Breast cancer specialist reports advance in treatment of triple-negative breast cancer

“Impact of the Addition of Carboplatin and/or Bevacizumab to Neoadjuvant Once-Per-Week Paclitaxel Followed by Dose-Dense Doxorubicin and Cyclophosphamide on Pathologic Complete Response Rates in Stage II to III Triple-Negative Breast Cancer: CALGB 40603 (Alliance)” was accepted as a rapid publication and published online this month by the Journal of Clinical Oncology. It will come out in print in September.

Because of its rapid growth rate, many women with triple-negative breast cancer receive chemotherapy to try to shrink it before undergoing surgery. With the standard treatment, the cancer is eliminated from the breast and lymph nodes in the armpit before surgery in about one third of women. This is referred to as a pathologic complete response (pCR).
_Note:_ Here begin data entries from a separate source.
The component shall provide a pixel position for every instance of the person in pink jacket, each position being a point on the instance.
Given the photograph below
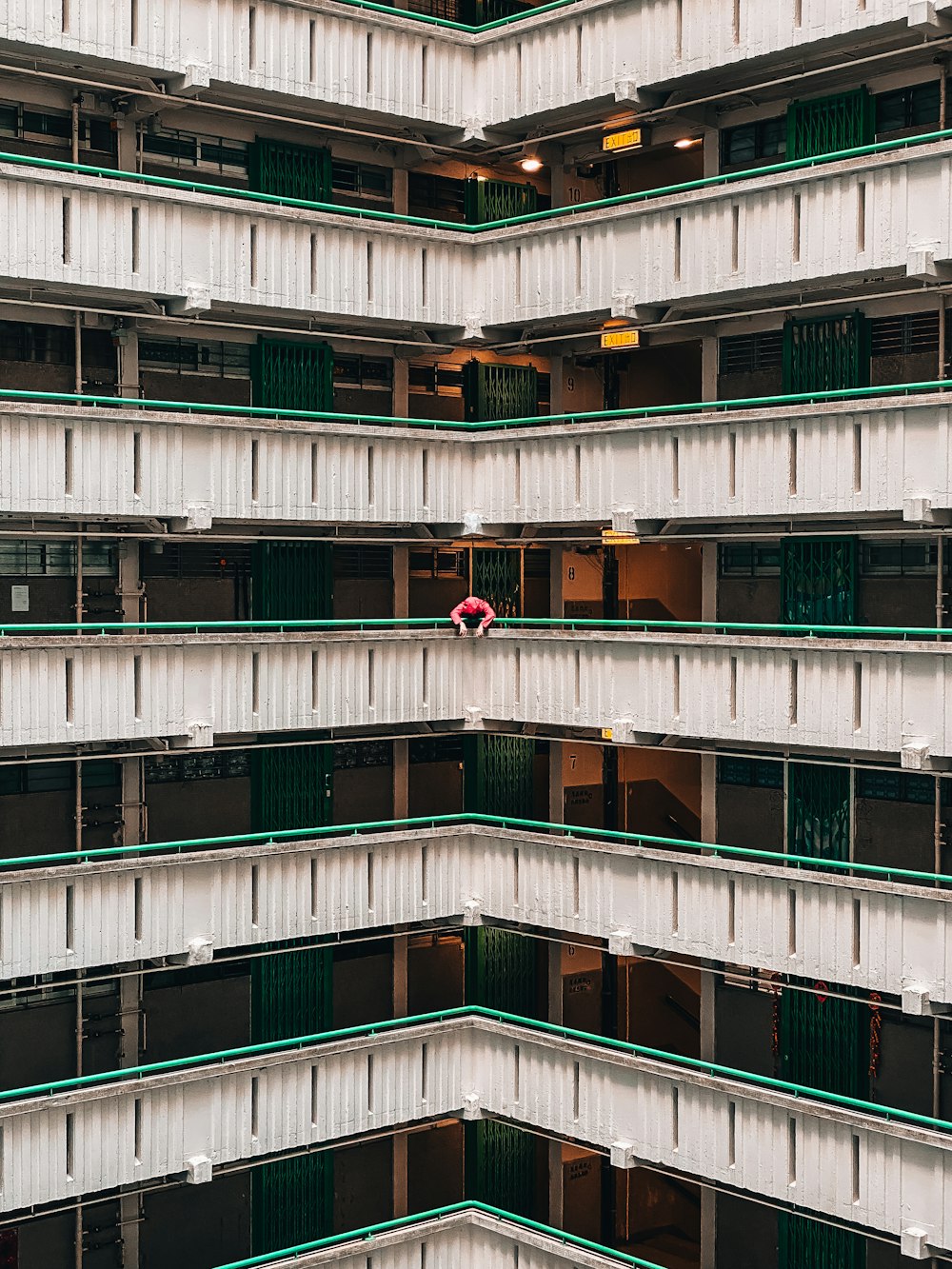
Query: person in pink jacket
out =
(472, 612)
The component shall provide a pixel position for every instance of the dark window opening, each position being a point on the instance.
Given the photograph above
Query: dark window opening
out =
(750, 773)
(744, 354)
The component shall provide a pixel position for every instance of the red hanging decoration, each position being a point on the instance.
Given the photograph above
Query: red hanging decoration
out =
(875, 1033)
(776, 1021)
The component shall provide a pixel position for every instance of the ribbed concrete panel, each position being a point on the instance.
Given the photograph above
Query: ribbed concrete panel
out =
(878, 697)
(457, 1239)
(851, 458)
(221, 250)
(536, 66)
(320, 1094)
(644, 1109)
(859, 932)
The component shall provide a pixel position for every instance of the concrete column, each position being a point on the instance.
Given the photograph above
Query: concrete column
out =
(128, 362)
(402, 388)
(708, 762)
(708, 1227)
(402, 582)
(712, 152)
(402, 780)
(129, 582)
(559, 178)
(556, 608)
(556, 576)
(402, 1199)
(555, 1147)
(556, 399)
(126, 145)
(708, 368)
(133, 831)
(402, 178)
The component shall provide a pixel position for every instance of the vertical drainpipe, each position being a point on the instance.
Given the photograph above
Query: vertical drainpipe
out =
(74, 129)
(78, 351)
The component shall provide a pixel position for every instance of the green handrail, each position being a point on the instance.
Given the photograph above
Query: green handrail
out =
(476, 1013)
(449, 24)
(438, 1214)
(532, 217)
(358, 625)
(565, 831)
(647, 411)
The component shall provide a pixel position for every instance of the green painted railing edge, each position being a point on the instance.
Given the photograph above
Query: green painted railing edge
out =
(475, 1013)
(566, 833)
(533, 217)
(465, 28)
(358, 625)
(372, 1231)
(647, 411)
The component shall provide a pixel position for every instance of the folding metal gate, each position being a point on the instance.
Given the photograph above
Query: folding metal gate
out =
(818, 582)
(292, 376)
(497, 576)
(805, 1244)
(824, 1041)
(494, 391)
(829, 123)
(826, 354)
(502, 967)
(296, 171)
(292, 1200)
(501, 1166)
(498, 199)
(818, 811)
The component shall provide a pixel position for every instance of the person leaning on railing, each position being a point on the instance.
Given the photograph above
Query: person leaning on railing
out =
(472, 613)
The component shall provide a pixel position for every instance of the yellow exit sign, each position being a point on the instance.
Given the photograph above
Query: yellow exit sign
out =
(621, 338)
(623, 140)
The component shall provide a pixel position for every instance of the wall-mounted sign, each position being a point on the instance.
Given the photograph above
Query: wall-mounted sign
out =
(626, 140)
(621, 338)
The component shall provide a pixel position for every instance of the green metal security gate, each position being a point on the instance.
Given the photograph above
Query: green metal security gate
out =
(824, 1042)
(292, 582)
(818, 811)
(818, 582)
(292, 376)
(296, 171)
(493, 391)
(502, 967)
(497, 578)
(829, 123)
(826, 354)
(498, 199)
(805, 1244)
(501, 1166)
(291, 991)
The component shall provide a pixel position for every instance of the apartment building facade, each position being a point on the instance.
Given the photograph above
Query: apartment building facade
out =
(623, 932)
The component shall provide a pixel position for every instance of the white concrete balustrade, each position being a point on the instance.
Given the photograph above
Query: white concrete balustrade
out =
(826, 694)
(886, 456)
(341, 58)
(468, 1238)
(860, 932)
(883, 1174)
(883, 213)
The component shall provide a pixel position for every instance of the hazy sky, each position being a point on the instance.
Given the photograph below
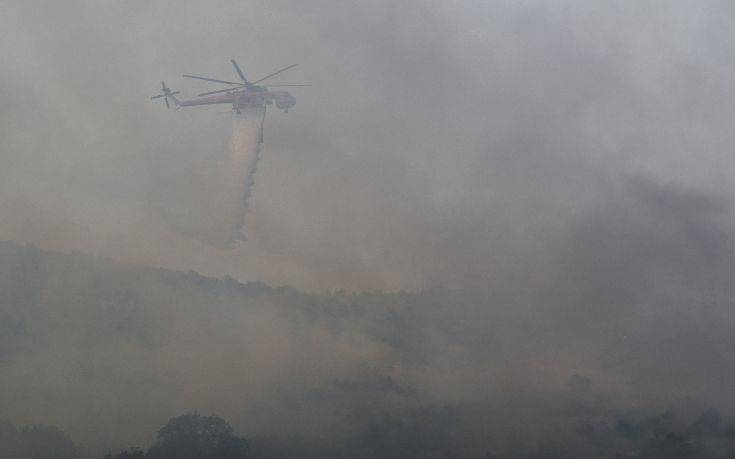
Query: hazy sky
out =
(443, 143)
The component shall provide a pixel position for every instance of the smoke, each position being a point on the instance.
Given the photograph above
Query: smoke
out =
(242, 141)
(220, 186)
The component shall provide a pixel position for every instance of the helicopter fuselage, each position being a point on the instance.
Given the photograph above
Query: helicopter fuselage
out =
(246, 98)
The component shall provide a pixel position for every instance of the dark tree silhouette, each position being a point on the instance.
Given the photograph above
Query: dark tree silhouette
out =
(193, 436)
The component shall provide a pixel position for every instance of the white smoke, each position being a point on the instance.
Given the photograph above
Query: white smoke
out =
(242, 144)
(214, 206)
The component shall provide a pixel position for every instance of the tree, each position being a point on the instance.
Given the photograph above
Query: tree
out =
(192, 436)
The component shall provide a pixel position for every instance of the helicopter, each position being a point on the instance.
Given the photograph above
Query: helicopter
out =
(241, 95)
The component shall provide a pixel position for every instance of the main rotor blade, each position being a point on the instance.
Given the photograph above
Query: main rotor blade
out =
(210, 79)
(237, 69)
(216, 92)
(275, 73)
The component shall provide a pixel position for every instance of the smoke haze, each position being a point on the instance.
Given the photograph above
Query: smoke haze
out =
(549, 181)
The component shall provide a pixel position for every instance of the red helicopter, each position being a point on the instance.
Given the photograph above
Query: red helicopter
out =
(241, 95)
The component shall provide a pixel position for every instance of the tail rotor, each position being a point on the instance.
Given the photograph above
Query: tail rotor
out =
(166, 93)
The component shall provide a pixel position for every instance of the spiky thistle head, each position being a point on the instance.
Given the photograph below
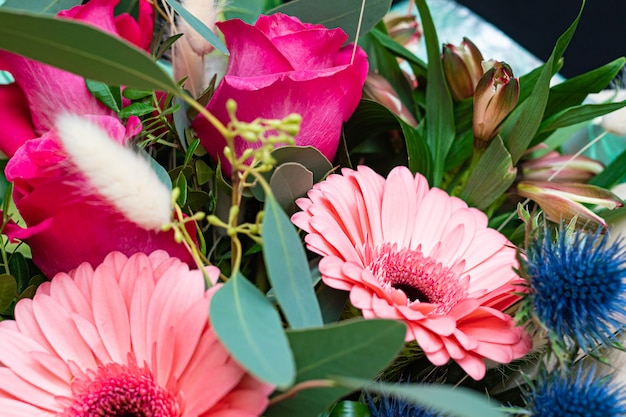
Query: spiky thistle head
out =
(576, 288)
(579, 393)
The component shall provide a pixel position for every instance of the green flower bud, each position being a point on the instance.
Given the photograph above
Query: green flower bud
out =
(496, 95)
(462, 66)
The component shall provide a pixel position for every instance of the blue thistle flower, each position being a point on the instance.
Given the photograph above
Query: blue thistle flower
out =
(577, 287)
(394, 407)
(580, 394)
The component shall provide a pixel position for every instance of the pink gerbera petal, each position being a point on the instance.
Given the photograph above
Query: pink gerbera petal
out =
(422, 257)
(74, 363)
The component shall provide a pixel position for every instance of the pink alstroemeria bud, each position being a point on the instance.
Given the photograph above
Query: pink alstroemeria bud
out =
(567, 169)
(563, 201)
(463, 69)
(378, 89)
(403, 29)
(496, 95)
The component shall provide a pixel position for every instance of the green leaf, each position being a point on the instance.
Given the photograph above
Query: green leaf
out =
(612, 174)
(136, 109)
(290, 181)
(198, 26)
(493, 175)
(574, 90)
(522, 124)
(69, 45)
(419, 67)
(337, 13)
(355, 348)
(578, 114)
(251, 330)
(246, 10)
(41, 6)
(419, 155)
(288, 269)
(8, 291)
(18, 266)
(109, 96)
(350, 409)
(457, 401)
(439, 127)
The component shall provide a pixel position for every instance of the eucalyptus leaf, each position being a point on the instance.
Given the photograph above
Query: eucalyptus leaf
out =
(492, 176)
(453, 401)
(8, 291)
(251, 330)
(288, 269)
(246, 10)
(198, 26)
(290, 181)
(69, 45)
(41, 6)
(337, 13)
(439, 130)
(308, 156)
(355, 348)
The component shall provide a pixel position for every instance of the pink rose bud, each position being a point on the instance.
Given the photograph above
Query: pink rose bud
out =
(567, 169)
(564, 201)
(495, 97)
(463, 69)
(378, 89)
(403, 29)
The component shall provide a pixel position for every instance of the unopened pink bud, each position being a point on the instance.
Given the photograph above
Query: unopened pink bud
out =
(462, 67)
(496, 95)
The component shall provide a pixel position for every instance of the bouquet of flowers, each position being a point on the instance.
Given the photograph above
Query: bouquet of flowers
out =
(251, 208)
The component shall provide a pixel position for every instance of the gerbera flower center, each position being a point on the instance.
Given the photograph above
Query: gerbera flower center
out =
(420, 278)
(121, 391)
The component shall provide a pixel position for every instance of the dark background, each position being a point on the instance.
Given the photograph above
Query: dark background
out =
(537, 24)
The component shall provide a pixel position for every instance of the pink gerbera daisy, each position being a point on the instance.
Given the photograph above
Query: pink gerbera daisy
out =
(415, 254)
(130, 338)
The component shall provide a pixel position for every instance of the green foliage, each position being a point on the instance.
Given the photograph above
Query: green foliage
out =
(250, 328)
(69, 45)
(337, 350)
(198, 26)
(288, 269)
(439, 128)
(458, 401)
(337, 13)
(41, 6)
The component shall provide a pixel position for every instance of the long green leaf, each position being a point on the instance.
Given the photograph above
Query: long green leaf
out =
(612, 174)
(249, 326)
(459, 401)
(522, 124)
(358, 348)
(198, 26)
(8, 291)
(288, 269)
(578, 114)
(337, 13)
(493, 175)
(41, 6)
(439, 128)
(71, 46)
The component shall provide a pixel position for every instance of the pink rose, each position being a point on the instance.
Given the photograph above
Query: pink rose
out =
(29, 107)
(281, 66)
(69, 220)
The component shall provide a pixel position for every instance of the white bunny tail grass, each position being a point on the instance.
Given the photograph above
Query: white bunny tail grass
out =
(121, 176)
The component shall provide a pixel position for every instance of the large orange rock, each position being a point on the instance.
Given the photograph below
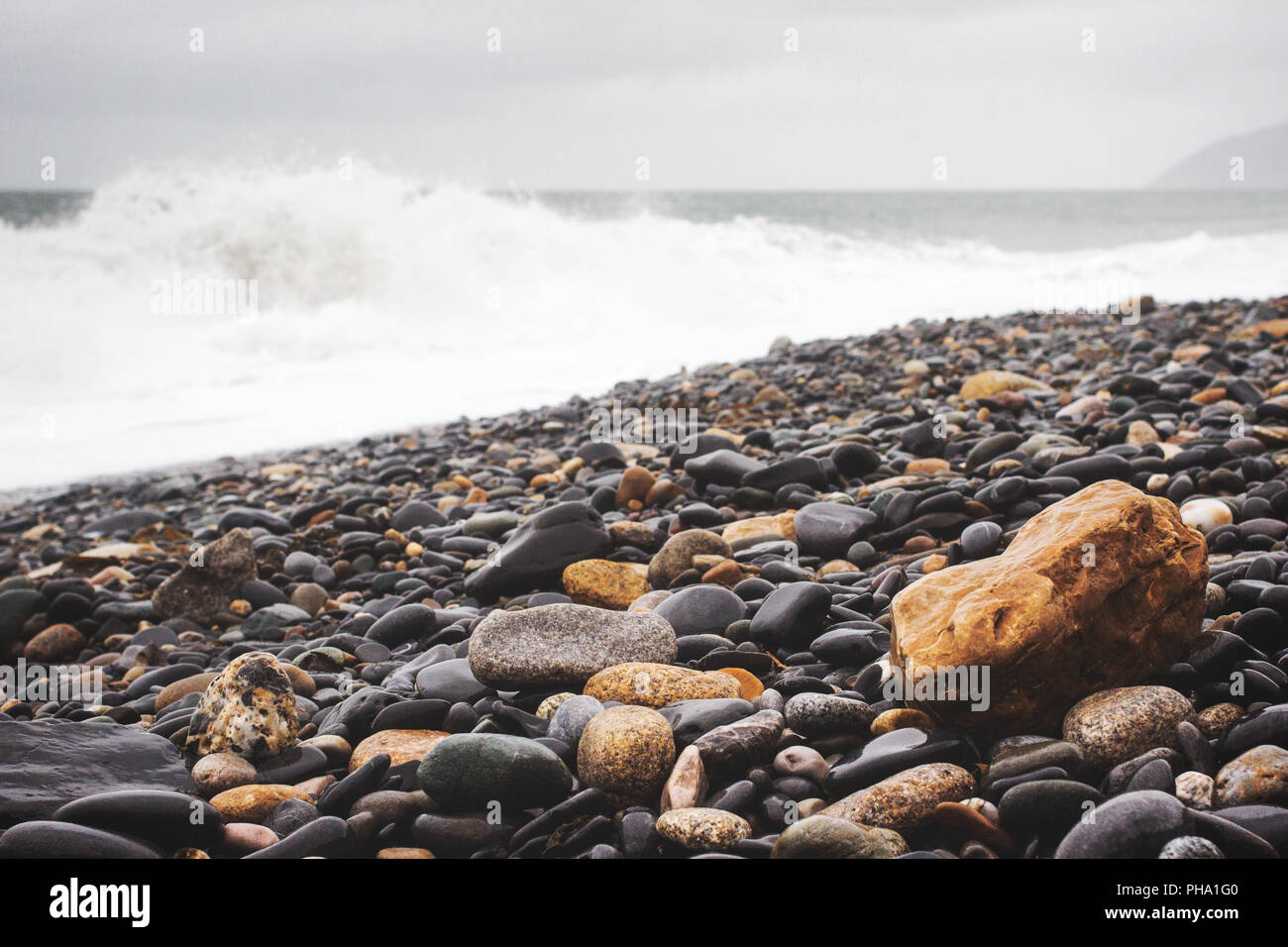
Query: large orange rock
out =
(1096, 591)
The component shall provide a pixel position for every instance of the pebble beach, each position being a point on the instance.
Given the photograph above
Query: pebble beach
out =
(996, 587)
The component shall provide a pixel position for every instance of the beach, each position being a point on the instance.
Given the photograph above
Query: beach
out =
(932, 591)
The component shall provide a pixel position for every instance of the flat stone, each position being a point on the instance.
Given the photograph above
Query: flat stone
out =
(565, 644)
(47, 764)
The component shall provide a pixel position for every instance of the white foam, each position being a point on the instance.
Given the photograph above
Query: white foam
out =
(382, 304)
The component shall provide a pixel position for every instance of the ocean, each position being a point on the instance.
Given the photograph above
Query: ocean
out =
(178, 316)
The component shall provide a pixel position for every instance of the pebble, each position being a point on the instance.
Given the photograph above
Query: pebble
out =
(248, 710)
(222, 771)
(254, 801)
(627, 751)
(604, 583)
(1257, 776)
(906, 800)
(656, 684)
(702, 830)
(1115, 725)
(825, 836)
(468, 771)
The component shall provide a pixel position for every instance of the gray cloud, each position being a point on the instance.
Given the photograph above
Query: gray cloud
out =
(580, 89)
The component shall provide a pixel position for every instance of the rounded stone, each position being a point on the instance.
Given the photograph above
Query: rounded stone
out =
(677, 556)
(248, 710)
(1254, 777)
(548, 707)
(571, 718)
(825, 836)
(816, 712)
(1190, 847)
(469, 771)
(703, 830)
(1116, 725)
(907, 799)
(626, 751)
(900, 719)
(222, 771)
(655, 684)
(253, 802)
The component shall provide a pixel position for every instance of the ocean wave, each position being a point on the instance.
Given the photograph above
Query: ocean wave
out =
(374, 303)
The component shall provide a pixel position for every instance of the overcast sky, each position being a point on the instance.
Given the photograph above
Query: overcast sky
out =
(707, 91)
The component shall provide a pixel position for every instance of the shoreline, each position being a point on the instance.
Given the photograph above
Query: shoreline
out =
(927, 591)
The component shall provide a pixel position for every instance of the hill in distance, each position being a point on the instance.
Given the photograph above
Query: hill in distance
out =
(1265, 162)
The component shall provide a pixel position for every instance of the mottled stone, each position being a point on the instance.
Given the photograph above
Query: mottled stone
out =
(1206, 514)
(548, 707)
(687, 785)
(1190, 847)
(563, 644)
(626, 751)
(254, 801)
(1258, 776)
(604, 583)
(402, 746)
(827, 836)
(248, 710)
(702, 830)
(1115, 725)
(802, 761)
(901, 718)
(811, 714)
(656, 684)
(677, 556)
(742, 531)
(907, 799)
(1215, 720)
(1196, 789)
(988, 382)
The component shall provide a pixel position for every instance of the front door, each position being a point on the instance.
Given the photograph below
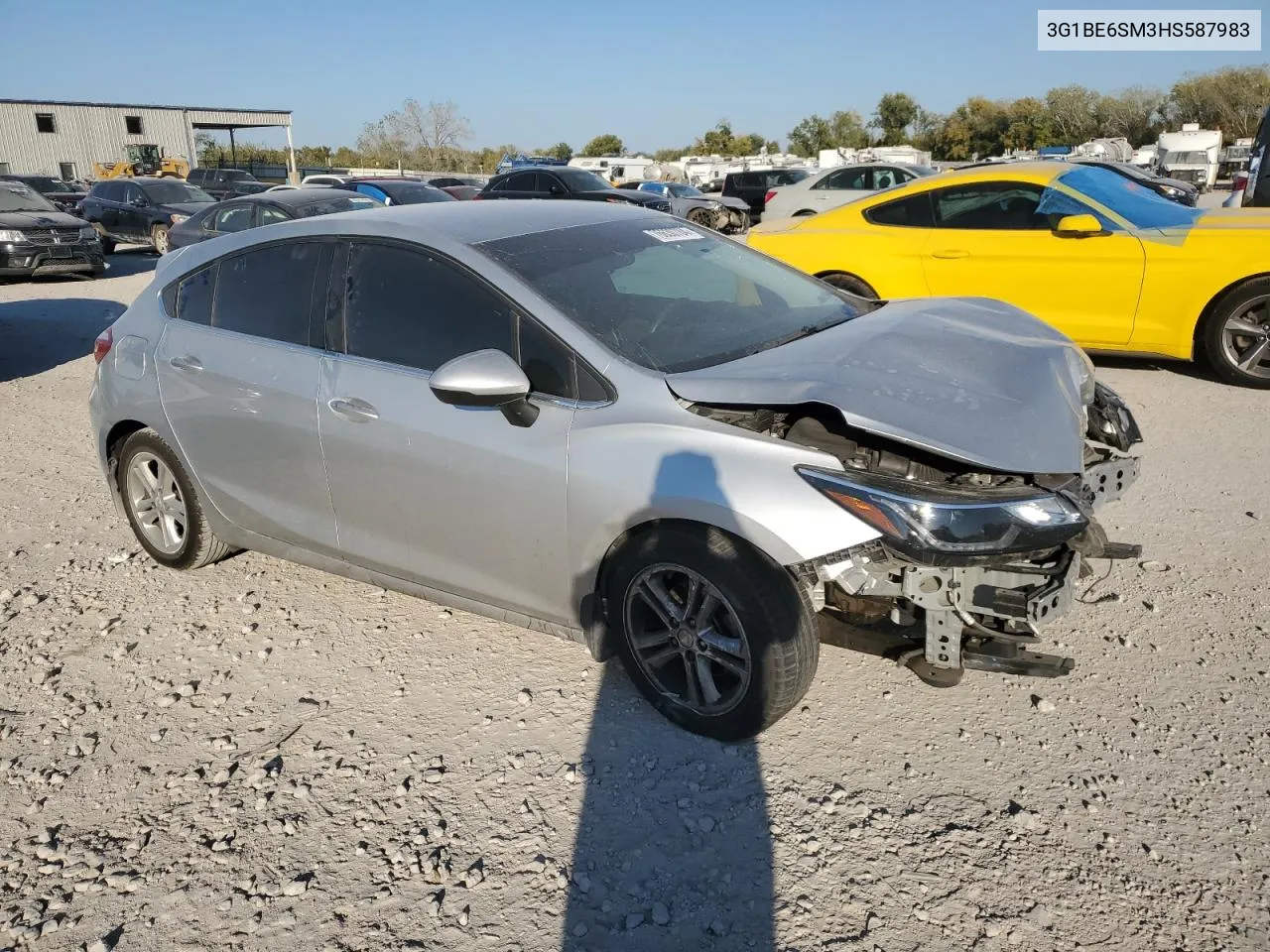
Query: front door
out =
(238, 376)
(991, 240)
(453, 498)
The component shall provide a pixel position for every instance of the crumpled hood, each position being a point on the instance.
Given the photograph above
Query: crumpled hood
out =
(969, 379)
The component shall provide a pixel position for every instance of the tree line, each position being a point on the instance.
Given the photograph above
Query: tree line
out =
(434, 136)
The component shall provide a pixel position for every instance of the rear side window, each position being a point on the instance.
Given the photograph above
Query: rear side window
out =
(913, 211)
(409, 308)
(194, 298)
(267, 293)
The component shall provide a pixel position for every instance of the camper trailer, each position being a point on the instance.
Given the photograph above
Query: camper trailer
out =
(1191, 155)
(615, 168)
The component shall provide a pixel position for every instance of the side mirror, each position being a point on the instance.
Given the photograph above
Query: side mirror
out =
(1078, 226)
(485, 379)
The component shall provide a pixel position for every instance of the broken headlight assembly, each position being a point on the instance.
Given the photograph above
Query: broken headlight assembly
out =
(951, 525)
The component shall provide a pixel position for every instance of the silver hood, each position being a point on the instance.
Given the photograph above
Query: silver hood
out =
(969, 379)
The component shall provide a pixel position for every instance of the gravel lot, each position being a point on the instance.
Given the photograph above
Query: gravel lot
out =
(262, 757)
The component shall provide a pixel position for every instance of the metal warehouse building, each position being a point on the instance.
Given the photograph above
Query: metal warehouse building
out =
(64, 139)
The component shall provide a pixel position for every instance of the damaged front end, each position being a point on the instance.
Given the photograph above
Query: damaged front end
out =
(970, 562)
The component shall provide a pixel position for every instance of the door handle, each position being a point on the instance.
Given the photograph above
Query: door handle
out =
(353, 409)
(187, 363)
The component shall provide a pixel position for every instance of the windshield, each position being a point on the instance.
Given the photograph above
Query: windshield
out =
(1139, 206)
(417, 193)
(171, 191)
(672, 298)
(19, 197)
(580, 179)
(338, 203)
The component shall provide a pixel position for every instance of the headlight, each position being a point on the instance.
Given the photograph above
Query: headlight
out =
(926, 521)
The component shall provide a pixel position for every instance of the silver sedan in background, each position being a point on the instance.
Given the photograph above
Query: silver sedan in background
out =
(602, 422)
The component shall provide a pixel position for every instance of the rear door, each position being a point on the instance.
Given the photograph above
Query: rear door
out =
(444, 495)
(238, 376)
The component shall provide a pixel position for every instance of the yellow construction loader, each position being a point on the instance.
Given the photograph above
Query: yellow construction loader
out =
(143, 160)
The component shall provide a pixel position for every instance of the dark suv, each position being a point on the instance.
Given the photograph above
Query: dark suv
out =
(63, 194)
(218, 182)
(557, 181)
(752, 186)
(141, 209)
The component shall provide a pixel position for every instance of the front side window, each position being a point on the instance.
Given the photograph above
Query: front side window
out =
(234, 218)
(672, 298)
(409, 308)
(267, 293)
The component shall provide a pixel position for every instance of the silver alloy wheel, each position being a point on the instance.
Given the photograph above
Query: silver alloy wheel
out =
(157, 504)
(688, 639)
(1246, 338)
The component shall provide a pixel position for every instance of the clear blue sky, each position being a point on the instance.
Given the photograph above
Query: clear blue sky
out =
(539, 72)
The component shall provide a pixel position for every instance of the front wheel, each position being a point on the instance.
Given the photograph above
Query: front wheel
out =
(712, 633)
(1237, 335)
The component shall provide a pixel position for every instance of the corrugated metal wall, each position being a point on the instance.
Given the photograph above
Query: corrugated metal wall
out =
(96, 134)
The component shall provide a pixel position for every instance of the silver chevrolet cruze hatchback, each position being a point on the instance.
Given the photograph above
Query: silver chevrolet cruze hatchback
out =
(606, 424)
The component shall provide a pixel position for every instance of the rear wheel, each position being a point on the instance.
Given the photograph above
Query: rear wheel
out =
(1236, 338)
(851, 285)
(712, 633)
(163, 508)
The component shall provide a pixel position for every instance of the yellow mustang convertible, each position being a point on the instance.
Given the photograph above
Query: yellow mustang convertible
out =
(1107, 262)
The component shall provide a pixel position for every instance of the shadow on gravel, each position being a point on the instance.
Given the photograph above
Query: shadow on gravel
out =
(44, 333)
(674, 847)
(131, 261)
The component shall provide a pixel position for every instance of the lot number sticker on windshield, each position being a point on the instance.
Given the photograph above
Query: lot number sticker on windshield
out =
(674, 235)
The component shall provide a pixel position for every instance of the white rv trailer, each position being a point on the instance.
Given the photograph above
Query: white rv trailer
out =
(1192, 155)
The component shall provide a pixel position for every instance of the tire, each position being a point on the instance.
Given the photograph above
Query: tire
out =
(182, 539)
(760, 624)
(1225, 349)
(851, 285)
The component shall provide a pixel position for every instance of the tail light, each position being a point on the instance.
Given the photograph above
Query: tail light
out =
(103, 344)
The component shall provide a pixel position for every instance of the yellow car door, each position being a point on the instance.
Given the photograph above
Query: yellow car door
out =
(991, 240)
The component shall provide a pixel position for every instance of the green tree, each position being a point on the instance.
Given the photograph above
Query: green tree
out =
(608, 144)
(896, 113)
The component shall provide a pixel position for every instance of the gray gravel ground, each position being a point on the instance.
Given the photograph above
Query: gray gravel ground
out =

In patients who achieve pCR, the cancer is much less likely to come back, spread to other parts of the body, and cause the patient’s death than if the cancer survives the chemotherapy.

Sikov and his collaborators studied the addition of other drugs — carboplatin and/or bevacizumab — to the standard treatment regimen to see if they could increase response rates. More than 440 women from cancer centers across the country enrolled in this randomized clinical trial.

“Adding either of these medications significantly increased the percentage of women who achieved a pCR with the preoperative treatment. We hope that this means fewer women will relapse and die of their cancer, though the study is not large enough to prove this conclusively. Of the two agents we studied, we are more encouraged by the results from the addition of carboplatin, since it was associated with fewer and less concerning additional side effects than bevacizumab,” Sikov explains.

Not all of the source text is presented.